No pude impedir acercármele, inclinarme hacia ella y tratar…
Y llegó, con la misma claridad maldita. Parece estar perdiendo la razón. La voz de Darlene y después, silencio.
– Estoy bien -dije, despacio.
Darlene giró en redondo, los ojos muy abiertos.
– ¿Eh?
– No se preocupe por mí. Tuve una entrevista dura esta mañana.
Ella me miró un rato, una mirada frenética. Después, se dominó.
– ¿Quién está preocupado? -dijo, volviéndose hacia la máquina de escribir. Yo oí, en el mismo tono de conversación: ¿Dije algo en voz alta? -¿Quiere que lo comunique con Truslow?
– Todavía no -respondí-. Tengo cuarenta y cinco minutos hasta que llegue Kornstein, y después directo a Levin, y necesito algo de aire fresco o va a estallarme la cabeza.
Lo que realmente quería era sentarme en una habitación oscura con las mantas sobre la cabeza, pero me parecía que una caminata, aunque fuera dolorosa, haría mucho para aliviar mi dolor de cabeza.
Mientras volvía hacia la oficina a buscar el sobretodo, sonó el teléfono de Darlene.
– Oficina del señor Ellison -dijo ella. Después, agregó: -Un momento, por favor, señor Truslow. -Apretó el botón de pausa. -¿Está usted aquí?
– La tomo.
– Ben -dijo Truslow cuando levanté el teléfono de mi oficina-. Pensé que volvería para charlar un rato.
– Lo lamento -dije-. La prueba duró más de lo que yo creía. Tengo un día muy difícil aquí. Si no le importa, hagamos otra cita.
Una larga pausa.
– De acuerdo -dijo finalmente-. ¿Qué le pareció ese tipo, Rossi? Para mi gusto es un poco extraño, y tiene aspecto de rufián, pero tal vez me preocupo demasiado.
– No tuve mucho tiempo de conocerlo.
– Como sea, Ben, me dijeron que pasó el detector perfectamente.
– Supongo que no está sorprendido.
– Claro que no. Pero tenemos que hablar. Tengo que informarlo con más precisión. Hay un pequeño problema.
Había una sonrisa en su voz, y yo supe de qué se trataba antes de que lo dijera.
– El Presidente me pidió que fuera a verlo a Camp David -dijo.
– Felicitaciones.
– Las felicitaciones son prematuras. Quiere charlar algunas cosas conmigo, dice el jefe del estado mayor.
– Suena a buena noticia. Se diría que ya lo tiene.
– Bueno… -dijo Truslow. Pareció dudar un momento, pero después agregó: -Estaremos en contacto. -Luego colgó el teléfono.

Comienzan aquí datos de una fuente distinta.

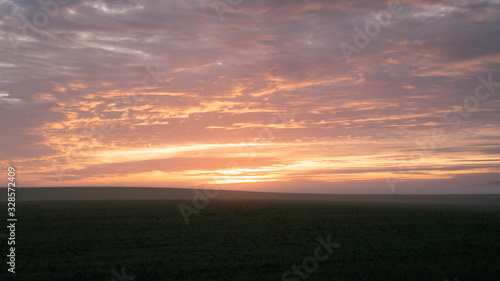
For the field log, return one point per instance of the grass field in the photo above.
(252, 240)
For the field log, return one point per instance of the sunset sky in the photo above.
(251, 94)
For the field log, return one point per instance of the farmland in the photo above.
(253, 240)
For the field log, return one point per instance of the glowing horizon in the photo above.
(266, 95)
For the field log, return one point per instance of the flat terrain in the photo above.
(253, 240)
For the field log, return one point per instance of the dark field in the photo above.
(252, 240)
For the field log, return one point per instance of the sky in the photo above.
(290, 96)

Caminé por la calle Milk hasta la calle Washington, el Downtown Crossing, un gran conglomerado comercial. Allí, en la calle Summer, ese pasaje entre las dos grandes tiendas del centro de la ciudad, Filene's y Jordan Marsh, caminé sin rumbo entre vendedores ambulantes con bolsas de pochoclo y tortitas, pañuelos de Beduino, camisetas de turismo de Boston, y suéteres de Sudamérica en lana gruesa. El dolor de cabeza parecía haber aflojado un poco. La calle, como siempre, estaba llena de compradores, músicos callejeros, empleados de ofici-na. Sin embargo, el aire estaba lleno de sonidos, un laberinto de gritos y murmullos, suspiros y exclamaciones, susurros y aullidos. Pensamientos.

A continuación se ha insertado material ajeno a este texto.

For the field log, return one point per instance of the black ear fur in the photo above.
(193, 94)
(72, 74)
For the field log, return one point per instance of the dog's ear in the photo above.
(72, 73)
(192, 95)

En la calle Devonshire, entré en un negocio de electrónica, examiné sin demasiada atención una vidriera de televisores color de veinte pulgadas, sin prestarle atención al vendedor. Muchos de los televisores estaban encendidos en telenovelas, uno en la cnn, con noticias, otro en otro canal, con algo que parecía una reposición de un espectáculo en blanco y negro de la década del cincuenta que tal vez fuera El Show de Donna Reed. En la CNN la mujer de las noticias, rubia como siempre, decía algo sobre un senador de los Estados Unidos que acababa de morir. Reconocí la cara en la pantalla: Mark Sutton de Colorado, que había aparecido muerto de un tiro en su casa de Washington. La policía de Washington creía que la muerte no tenía motivaciones políticas y que era sólo resultado de un intento de robo.